The elephant in the room is of course the “war on terror,” launched by George W Bush and Tony Blair in the aftermath of the September 11 2001 attacks on New York’s Twin Towers.
This open-ended conflict has proved more counterproductive even than the much-ridiculed “war on drugs,” which has so dismally failed to reduce the illegal smuggling of narcotics or the lethal violence that awful trade inflicts on civilians in producer countries.
No serious analyst of the wars launched in the name of the “war on terror,” from Afghanistan and Iraq in the Blair era to Libya and Syria under David Cameron and Theresa May, argues that they reduced the terrorist threat.
The destruction of stable governments and the descent of whole nations into bloody chaos created Isis and proved a gift to its precursor and now rival al-Qaida.
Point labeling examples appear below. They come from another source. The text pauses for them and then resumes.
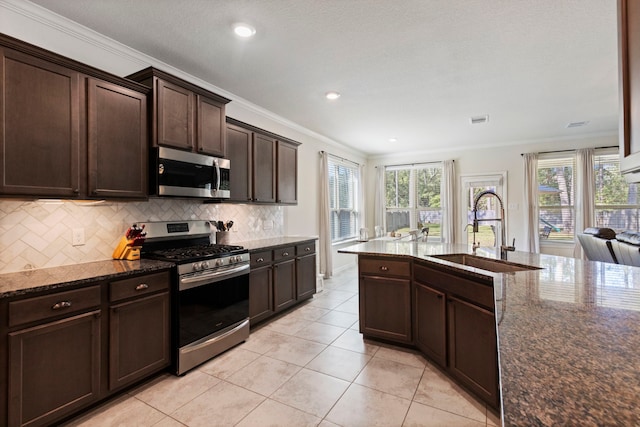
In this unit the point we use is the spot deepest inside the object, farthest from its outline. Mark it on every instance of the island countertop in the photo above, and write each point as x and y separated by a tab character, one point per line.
568	334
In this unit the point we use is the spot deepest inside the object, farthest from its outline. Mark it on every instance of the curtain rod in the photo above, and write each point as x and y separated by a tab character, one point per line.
412	164
341	158
573	149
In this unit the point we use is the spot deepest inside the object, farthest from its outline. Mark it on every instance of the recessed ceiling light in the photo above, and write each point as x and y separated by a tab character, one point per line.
243	30
332	95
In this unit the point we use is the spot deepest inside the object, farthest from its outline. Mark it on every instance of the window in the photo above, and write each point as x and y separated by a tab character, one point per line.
616	201
556	197
343	199
412	195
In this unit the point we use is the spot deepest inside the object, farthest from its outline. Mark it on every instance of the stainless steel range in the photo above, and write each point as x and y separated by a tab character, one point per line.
211	294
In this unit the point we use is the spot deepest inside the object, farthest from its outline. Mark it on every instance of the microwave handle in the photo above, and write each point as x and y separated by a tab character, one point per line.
218	175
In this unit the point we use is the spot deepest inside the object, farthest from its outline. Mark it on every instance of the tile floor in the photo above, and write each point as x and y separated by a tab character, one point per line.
309	367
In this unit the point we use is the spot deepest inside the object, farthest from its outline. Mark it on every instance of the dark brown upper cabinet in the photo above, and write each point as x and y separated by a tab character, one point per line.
264	166
184	116
629	81
68	130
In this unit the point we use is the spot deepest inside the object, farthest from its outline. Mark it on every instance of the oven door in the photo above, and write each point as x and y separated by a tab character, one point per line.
209	304
185	174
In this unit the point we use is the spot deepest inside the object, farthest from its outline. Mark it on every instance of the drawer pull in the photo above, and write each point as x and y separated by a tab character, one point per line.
60	305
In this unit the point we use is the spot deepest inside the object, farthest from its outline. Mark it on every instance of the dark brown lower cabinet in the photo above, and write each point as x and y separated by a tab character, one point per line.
385	308
54	369
260	294
139	339
473	348
284	284
430	322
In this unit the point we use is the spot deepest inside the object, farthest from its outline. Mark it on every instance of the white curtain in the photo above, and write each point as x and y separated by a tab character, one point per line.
585	190
379	202
448	201
326	264
531	212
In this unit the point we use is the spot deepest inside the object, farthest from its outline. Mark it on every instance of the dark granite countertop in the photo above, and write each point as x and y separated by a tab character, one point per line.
31	281
568	335
254	245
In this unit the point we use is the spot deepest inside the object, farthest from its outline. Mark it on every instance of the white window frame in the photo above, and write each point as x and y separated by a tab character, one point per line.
335	162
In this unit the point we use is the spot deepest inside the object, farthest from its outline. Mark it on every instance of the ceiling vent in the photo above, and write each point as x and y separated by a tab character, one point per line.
479	119
577	124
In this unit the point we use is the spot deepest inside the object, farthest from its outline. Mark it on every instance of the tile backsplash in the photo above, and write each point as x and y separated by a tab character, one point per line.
38	234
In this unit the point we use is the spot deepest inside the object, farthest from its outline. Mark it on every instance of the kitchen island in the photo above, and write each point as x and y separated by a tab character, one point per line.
568	333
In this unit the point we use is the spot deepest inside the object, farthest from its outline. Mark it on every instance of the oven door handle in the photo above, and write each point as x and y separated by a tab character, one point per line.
203	279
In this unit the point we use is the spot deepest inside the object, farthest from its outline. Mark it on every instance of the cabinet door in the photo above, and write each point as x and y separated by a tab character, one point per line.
54	369
264	160
239	153
306	276
260	294
284	284
385	308
286	183
211	135
39	128
429	324
473	357
174	116
139	340
117	141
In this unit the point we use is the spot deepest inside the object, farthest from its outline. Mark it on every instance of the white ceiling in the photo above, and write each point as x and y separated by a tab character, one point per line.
416	70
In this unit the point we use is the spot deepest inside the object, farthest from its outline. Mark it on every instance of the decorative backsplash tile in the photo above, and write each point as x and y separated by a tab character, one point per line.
38	234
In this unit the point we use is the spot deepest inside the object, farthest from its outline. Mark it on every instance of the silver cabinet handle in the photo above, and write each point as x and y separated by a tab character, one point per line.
60	305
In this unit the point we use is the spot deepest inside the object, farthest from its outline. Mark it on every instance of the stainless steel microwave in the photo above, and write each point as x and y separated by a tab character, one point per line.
184	174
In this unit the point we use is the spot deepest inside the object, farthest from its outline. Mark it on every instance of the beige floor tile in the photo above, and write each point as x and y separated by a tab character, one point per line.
309	312
262	340
229	362
353	340
390	377
339	363
288	325
339	318
364	407
436	390
168	422
320	332
295	350
223	405
421	415
264	375
401	355
274	414
169	392
311	392
349	306
125	411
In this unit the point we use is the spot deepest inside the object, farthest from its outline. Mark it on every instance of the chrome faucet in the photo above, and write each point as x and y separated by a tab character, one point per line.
503	233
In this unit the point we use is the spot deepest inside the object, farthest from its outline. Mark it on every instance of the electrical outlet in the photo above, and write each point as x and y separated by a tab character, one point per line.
77	238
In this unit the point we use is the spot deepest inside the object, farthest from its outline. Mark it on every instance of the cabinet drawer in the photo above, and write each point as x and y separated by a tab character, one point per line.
284	253
260	259
306	249
47	306
138	286
384	267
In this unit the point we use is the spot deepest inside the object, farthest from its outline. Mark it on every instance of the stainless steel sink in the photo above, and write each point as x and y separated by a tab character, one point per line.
494	265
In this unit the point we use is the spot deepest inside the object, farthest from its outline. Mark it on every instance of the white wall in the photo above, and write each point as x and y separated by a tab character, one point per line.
505	158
Studies by the Open Society Justice Initiative and Rights Watch UK have also slammed the British government’s Prevent programme as counterproductive — allowing widespread discrimination and abuse which can alienate entire communities.
And all such projects to counter “radical Islam” ring hollow when Britain maintains its sycophantic alliance with the Wahhabi regime in Saudi Arabia, where death is the penalty for atheism and where the government sponsors and promotes murderous, intolerant fanaticism on a global scale.
Suspending campaigning is an inadequate answer to Monday’s terrible events because we do have a choice on June 8 that could make a difference.
Theresa May stands for all the failed policies that have brought us to this pass. The government’s response, to ramp up Prevent and flood the streets with soldiers, is more of the same.
Labour offers a different vision, one where our security is boosted by a peaceful foreign policy and military assistance to jihadist groups in the Middle East is ended.